Asegura el autor que el bibliófilo tiene algo de comerciante, de exhibicionista y, a veces, de delincuente sin más; todo este ejercicio de crítica o de autocrítica de un colectivo que se caracteriza con frecuencia por el anonimato y el secretismo de sus miembros, se ve contrarrestado en el ensayo por algunas (o bastantes) apreciaciones que ninguna importancia tendrían en el siglo XVIII, siglo dorado de la bibliofilia, pero que ahora, al escribir el obituario de esta, digamos, afición, no pueden pasarse por alto. Y no por un prurito de ortodoxia o de filiación a la ya agonizante corrección política, sino tan sólo porque sitúan aquello que se ensalza -y que se ensalza para neófitos, no lo olvidemos-, la bibliofilia, en la órbita alcanforada de lo divinizado por sus acólitos: no creo que convengan en nada al por tantas razones útil y entretenido ensayo las frecuentes perlas de misoginia dispersas en sus páginas (tanto cuando se titula un apartado Bibliofilia y mujer no casan bien, como cuando en ademán de galanura se reconoce a las mujeres "mejor preparación", y no sólo esto, sino que "los libros -al fin y al cabo, masculinos- también prefieren ser manipulados -en el buen sentido de la palabra- por unas delicadas manos femeninas"); y esto, por mucho que su autor advierta de que su libro pertenece al género ensayístico y que, en consecuencia, "el tema objeto del mismo se trata con libertad". Y vaya esta observación para -es un decir- el vuelo bajo del chiste, la gracia conveniente o inconveniente, o el comentario ajeno al propio tema y más bien de gusto costumbrista, pues también se ironiza, por lo alto, sobre la propiedad de un manuscrito de Leonardo da Vinci, y se sugiere si no le hubiera dado igual a dicho magnate poseer algo del otro Leonardo, el de Titanic.

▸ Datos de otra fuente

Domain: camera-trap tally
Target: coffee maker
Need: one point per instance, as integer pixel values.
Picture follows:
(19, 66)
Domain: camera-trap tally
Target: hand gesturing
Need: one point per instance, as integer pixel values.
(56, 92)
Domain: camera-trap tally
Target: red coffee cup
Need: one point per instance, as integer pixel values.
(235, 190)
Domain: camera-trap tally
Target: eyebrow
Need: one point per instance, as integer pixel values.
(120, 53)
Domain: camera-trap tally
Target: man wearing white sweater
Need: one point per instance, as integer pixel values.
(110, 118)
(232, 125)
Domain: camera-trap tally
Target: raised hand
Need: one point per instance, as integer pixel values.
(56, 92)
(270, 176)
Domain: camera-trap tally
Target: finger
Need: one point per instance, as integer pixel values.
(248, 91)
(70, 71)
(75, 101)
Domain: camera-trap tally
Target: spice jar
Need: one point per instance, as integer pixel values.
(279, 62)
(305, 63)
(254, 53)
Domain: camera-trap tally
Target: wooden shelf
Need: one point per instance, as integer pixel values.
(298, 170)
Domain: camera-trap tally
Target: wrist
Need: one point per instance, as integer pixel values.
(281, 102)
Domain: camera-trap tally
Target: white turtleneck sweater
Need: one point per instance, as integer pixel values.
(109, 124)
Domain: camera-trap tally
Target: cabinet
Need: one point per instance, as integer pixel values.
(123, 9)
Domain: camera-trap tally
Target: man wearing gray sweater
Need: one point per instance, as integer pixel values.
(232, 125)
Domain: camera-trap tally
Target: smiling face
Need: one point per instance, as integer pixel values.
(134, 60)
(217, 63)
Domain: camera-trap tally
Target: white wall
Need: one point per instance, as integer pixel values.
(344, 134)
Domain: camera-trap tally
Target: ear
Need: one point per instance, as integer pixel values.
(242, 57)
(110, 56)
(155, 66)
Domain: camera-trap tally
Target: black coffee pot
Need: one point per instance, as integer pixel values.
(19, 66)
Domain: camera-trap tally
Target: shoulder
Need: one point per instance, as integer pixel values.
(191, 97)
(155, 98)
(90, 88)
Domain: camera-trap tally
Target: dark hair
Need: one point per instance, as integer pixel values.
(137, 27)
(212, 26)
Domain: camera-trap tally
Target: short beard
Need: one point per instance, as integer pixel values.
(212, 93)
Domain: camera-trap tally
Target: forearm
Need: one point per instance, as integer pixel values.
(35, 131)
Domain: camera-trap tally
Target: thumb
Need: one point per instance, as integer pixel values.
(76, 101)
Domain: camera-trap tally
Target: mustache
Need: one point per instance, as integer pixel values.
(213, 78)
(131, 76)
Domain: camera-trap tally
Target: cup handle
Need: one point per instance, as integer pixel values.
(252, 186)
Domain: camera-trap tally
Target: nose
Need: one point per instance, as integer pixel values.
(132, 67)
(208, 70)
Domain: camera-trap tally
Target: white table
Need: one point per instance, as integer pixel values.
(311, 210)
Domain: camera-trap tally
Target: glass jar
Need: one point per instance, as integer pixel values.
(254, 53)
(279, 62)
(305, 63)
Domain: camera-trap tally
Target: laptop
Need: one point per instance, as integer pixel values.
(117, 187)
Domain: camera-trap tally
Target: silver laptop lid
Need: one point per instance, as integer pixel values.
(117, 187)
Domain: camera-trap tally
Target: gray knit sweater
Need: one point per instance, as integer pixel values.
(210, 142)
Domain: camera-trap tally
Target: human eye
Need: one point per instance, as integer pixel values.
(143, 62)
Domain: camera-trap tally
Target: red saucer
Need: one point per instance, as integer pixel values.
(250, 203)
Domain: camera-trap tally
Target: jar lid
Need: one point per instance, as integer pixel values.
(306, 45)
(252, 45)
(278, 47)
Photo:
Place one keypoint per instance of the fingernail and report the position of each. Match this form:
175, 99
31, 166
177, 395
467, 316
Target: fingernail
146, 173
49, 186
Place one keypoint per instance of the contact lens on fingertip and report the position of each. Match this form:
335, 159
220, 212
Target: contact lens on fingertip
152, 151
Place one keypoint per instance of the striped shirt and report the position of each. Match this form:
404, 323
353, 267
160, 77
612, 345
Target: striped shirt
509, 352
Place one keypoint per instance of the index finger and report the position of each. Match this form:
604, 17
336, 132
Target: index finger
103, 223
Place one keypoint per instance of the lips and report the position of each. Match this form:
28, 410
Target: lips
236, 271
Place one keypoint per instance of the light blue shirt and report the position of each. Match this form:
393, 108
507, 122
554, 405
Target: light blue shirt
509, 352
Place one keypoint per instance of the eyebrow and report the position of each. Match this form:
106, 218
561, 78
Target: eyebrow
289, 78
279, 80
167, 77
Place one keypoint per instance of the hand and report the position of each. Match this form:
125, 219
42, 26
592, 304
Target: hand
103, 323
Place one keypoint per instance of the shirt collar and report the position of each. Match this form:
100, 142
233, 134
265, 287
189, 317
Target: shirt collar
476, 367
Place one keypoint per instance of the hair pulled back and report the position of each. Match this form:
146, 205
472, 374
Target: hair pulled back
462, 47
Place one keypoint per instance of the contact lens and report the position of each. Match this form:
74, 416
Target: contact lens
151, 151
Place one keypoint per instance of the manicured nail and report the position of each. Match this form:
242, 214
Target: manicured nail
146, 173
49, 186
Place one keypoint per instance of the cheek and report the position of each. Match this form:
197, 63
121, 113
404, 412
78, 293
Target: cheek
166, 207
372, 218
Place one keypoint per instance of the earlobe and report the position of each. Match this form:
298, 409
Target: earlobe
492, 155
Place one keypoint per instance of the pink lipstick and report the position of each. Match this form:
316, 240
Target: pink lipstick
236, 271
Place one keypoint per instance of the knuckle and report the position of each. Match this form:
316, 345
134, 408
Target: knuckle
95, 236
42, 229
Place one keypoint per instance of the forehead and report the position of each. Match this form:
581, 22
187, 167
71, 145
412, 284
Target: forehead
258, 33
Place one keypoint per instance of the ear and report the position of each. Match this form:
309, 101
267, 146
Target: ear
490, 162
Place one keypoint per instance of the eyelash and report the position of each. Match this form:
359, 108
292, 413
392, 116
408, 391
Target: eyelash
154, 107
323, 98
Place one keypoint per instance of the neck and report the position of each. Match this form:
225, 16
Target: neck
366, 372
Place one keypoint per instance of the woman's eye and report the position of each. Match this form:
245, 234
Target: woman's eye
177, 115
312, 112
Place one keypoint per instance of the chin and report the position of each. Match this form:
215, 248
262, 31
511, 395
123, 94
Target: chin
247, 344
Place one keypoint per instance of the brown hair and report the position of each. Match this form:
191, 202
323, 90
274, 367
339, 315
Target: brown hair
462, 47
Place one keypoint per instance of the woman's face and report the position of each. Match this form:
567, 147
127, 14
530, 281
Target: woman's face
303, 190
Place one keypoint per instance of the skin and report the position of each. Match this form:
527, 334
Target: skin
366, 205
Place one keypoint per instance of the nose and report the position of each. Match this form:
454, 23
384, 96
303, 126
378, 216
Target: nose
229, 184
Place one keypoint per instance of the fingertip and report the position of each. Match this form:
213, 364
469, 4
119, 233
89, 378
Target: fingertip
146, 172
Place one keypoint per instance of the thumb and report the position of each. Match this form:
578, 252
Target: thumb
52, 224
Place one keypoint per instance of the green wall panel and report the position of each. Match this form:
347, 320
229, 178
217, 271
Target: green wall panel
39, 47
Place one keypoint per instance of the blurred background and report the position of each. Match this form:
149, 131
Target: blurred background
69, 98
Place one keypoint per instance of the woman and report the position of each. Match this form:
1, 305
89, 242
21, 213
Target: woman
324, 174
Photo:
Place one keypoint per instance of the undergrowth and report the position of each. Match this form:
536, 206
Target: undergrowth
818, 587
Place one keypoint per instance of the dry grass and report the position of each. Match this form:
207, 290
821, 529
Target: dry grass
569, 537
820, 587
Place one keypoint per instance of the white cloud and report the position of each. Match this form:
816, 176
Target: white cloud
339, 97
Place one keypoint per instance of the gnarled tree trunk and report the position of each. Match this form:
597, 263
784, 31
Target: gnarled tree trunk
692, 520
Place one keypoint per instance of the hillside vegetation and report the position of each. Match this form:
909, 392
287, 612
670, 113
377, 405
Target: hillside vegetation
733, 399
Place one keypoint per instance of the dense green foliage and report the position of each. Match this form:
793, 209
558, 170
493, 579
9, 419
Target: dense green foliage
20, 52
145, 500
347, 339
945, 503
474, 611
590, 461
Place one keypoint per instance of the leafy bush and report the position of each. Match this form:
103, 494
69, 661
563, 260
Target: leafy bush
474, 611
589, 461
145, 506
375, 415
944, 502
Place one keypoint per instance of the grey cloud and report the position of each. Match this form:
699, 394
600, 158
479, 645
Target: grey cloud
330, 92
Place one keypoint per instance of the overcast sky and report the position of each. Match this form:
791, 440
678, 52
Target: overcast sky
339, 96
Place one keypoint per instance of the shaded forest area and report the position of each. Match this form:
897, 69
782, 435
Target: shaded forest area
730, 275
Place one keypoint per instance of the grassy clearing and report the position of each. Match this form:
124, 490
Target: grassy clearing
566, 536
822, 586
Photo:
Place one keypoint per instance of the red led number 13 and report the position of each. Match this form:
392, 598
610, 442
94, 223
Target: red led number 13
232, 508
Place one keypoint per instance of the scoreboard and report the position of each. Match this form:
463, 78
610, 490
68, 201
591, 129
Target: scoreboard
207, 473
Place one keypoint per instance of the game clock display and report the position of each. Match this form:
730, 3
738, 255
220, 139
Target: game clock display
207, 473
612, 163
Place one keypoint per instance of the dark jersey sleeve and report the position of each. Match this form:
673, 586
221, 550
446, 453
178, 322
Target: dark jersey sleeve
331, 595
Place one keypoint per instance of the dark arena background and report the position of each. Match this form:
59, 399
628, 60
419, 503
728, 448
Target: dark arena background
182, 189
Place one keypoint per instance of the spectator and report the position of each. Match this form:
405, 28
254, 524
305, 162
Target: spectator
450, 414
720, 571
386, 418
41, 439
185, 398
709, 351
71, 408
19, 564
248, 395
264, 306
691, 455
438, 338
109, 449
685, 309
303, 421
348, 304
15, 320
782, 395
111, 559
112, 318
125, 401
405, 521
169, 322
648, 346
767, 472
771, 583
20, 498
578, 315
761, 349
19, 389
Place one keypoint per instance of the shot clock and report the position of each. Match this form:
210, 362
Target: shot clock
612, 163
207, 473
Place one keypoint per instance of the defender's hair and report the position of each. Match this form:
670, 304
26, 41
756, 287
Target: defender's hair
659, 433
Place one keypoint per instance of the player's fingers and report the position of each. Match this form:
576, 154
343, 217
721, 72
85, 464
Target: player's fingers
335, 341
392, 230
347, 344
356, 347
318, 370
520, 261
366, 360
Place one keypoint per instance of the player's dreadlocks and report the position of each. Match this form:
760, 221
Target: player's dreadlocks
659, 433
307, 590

Y, claro, aquí ya se pierden todas las razones y todas las virtudes (desde informativas hasta documentales y eruditas) que el libro tiene; y se pierden no sólo por el desenfado, se pierden por el tono, por la implícita falta de respeto que hacia el lector contiene lo dicho; y se pierde también el rigor histórico: que sepamos, ni una sola de las serranas, las ficticias y las reales -si es que las hubo-, del marqués de Santillana coleccionaron libros y sí, en cambio, don Íñigo. Y ahora, más de quinientos años después, todavía puede alguien tener en sus manos uno de aquellos libros: un bibliófilo es un conservador de parte de la memoria humana (los libros) y un eslabón de la indefectible cadena que debería siempre acabar en el mayor invento ilustrado en cuanto a institución cultural y pública: una biblioteca. La cultura supone transmisión, nunca acumulación personalista ni personalizada.